Friday, March 21, 2014

Red Like Blood

Dionysos in a ship, sailing among dolphins,
(iron oxide red and black glazes)
bowl discovered at 
Vulci, Viterbo.
Artist: Exekias (c. 530 BCE)
The use of iron oxide, or "rust" as it is commonly known, as a pigment is ancient. In fact, it is one of the oldest colorants in human history. It is found in the earliest cave paintings and in shells and cups as a residue of body paint, used by peoples who lived tens of thousands of years ago. It is found as solid minerals and also as iron rich clay, occurring in many variations, taking the colors of red, yellow, orange, green, grey and black. In the Iron Age, workers learned to produce some of these oxides directly, as byproducts of the forging process. Of course, until relatively recently it was not known that these were "oxides," only that they were colorant materials associated with iron.

The three most common forms all occur as dark grey or black mineral, but each possesses distinctive properties. "Wüstite" (FeO) is often found in meteorites, "hematite" (Fe2O3) forms a red powder when scraped, appearing to bleed, hence the name and finally, "magnetite" (Fe3O4), which is magnetic. These oxides can occur chemically bound with water, as mixtures and in different crystal structures, forming a family of compounds. The iconic red and black pottery of the Greeks was colored with iron oxide; the red (or orange) was hematite and the black was magnetite. Chinese "celadon" glaze is a green-blue that resembles jade; it is derived from an iron oxide (FeO), which does occur in nature as wüstite, but in this case forms chemically in the potters kiln.
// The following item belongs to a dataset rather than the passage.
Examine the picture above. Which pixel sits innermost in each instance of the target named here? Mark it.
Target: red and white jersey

Iron, as a pigment in glass, can be responsible for several different colors, notably green and according to Antonio Neri also red. Today red from iron is common in pottery glazes, but not in glass. In his 1612 book, L’Arte Vetraria, Neri does not offer a specific recipe for iron red, but in chapter seventeen he teases us with this passage:
This second way to make crocus martis although very easy should not be disparaged, but rather highly regarded, since crocus produced this way causes the glass to appear a rather bright blood red.
Crocus martis was the alchemical name for the red oxide of iron (Fe2O3). Neri’s iron red may depend on making a suspension of the finely ground powder in the glass. It is questionable how stable it would be in the furnace; eventually the powder would dissolve in the glass turning it transparent green. But as mentioned above, this oxide is successfully used in red pottery glazes. For glassmakers in the seventeenth century, not iron but copper was the most common pigment for producing red, yet here he presents us with an intriguing alternative. However basic crocus martis might be, Neri holds it in great esteem, using his alchemical reasoning to explain that it has the power to expose colors which are usually hidden in the glass. He continues:
The way to make it is like this: Obtain some iron filings, although steel is better if you are able to get it. Mix it well in a terracotta oven-pan with strong vinegar, which is sprinkled only until it is moist throughout. Now spread it out in the pans, and put it in the sun to bake. When the sun is clouded, leave it in the open air to dry. Now turn it into powder. If it leaves any hard lumps, sprinkle and moisten them with new vinegar, leave it to dry again and then pulverize, as above. This work should be repeated eight times, then grind and sift it through a fine sieve, which will make a very fine powder the color of brick dust. Store this in well sealed vessels for use in the coloring of glass.
From this prescription, we can guess that he was producing a mixture of hematite and iron acetate. The fact that iron does not appear as a red pigment in other glassmaking references makes his statement something of a mystery, perhaps to be solved by engaging our glassmaker's own favorite activity: experimentation.